Er sagte, so dass sie ihn verstand, er würde ihr nichts tun. Sagte, er wolle sie von hier wegbringen. An einen Ort, wo es besser für sie wäre. Wo sie in Sicherheit wäre, und wo niemand mehr ihr etwas antun würde. Als sie fragte, wo ihre Mama und ihr Papa seien, sagte er, er würde sie zu ihnen bringen. Und das tat er auch.

Seine Hand legte sich auf ihren Mund und ihre Nase. Er hielt sie ganz fest. So fest, dass sie keine Luft mehr bekam. Er drückte so lange, bis ihr schwarz vor Augen wurde. Und das, obwohl sie sich wehrte. Zappelte und in seine Hand biss. An ihr riss und krampfhaft nach Atem rang. Er drückte auch dann noch zu, als sie schon längst aufgehört hatte sich zu wehren. Als das Kind mit dem Lachen eines Engels in seinen Armen zu einer leeren Hülle geworden war, dessen bisheriges Leben gerade ein Ende fand.

Hier in ihrem Zimmer. Hier unter dem bunten Rund des Regenbogens, dessen Magie ihren Blick anzog. Solange sie konnte schaute sie hinauf zur Zimmerdecke. Träumte von den Abenteuern, die sie noch erleben wollte und freute sich über den kleinen Vogel, der aus den schillernden Farben zu ihr herunter kam.
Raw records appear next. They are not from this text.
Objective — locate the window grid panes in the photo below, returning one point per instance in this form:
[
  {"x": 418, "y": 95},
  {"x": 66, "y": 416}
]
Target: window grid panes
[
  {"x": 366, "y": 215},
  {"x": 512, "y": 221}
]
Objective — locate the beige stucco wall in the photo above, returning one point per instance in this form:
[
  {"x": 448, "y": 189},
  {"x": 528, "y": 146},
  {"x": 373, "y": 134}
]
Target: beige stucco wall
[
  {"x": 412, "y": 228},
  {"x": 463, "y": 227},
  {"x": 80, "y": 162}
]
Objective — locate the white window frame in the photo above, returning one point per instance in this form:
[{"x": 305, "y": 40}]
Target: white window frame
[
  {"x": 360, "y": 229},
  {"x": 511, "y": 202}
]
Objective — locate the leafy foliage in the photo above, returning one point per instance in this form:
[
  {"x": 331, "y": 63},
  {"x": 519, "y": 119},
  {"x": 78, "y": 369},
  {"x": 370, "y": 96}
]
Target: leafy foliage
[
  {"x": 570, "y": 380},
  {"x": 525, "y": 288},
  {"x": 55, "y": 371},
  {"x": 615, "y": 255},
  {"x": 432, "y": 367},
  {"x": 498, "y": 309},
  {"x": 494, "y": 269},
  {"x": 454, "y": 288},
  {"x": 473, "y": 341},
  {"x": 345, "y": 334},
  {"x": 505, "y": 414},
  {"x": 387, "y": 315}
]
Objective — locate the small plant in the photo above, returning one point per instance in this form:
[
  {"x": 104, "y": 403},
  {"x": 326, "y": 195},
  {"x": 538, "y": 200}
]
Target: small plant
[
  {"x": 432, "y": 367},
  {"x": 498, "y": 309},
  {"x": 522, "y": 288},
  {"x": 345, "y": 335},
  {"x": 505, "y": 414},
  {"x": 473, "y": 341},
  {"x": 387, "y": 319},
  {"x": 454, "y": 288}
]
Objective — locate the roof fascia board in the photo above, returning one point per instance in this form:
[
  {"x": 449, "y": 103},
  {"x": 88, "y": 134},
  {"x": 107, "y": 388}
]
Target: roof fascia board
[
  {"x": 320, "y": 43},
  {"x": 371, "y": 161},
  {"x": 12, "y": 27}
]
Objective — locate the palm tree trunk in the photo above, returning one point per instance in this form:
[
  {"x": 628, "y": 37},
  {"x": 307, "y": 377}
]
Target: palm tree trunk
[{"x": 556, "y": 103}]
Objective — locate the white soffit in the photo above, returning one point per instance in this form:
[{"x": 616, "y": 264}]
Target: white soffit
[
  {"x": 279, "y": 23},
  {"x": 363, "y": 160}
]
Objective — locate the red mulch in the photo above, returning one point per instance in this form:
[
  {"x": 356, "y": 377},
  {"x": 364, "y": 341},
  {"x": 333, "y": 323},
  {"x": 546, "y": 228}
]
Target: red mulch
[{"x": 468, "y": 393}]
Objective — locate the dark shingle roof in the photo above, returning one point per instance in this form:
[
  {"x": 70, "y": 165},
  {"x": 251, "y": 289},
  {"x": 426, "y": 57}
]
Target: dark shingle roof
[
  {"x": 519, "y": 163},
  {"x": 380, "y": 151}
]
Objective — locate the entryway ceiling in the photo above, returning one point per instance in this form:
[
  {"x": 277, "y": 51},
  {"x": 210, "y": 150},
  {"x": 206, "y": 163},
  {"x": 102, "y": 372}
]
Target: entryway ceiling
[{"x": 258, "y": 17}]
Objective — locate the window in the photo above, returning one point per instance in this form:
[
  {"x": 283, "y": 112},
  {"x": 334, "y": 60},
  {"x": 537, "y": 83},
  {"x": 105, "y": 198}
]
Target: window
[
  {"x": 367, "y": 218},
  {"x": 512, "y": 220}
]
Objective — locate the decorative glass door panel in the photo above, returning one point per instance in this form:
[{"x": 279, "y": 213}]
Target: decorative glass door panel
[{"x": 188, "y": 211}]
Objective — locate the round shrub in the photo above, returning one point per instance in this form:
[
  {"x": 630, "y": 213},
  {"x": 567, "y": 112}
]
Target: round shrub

Sie mit seinen Schwingen streichelte und sie an einen Ort brachte, wo sie keine Schmerzen mehr spürte. Wo sie atmen konnte und wo ihr keine blauen Bergseen versprachen sie zu ihren Eltern zu bringen.

Sie schwamm mit dem Vogel durch den Regenbogen. Ließ sich von den Wellen tragen; vom Wind streicheln und von den Chören der Engel leiten.

Hin zu einer Welt, die so ganz anders war, als die, in der sie bisher gelebt hatte.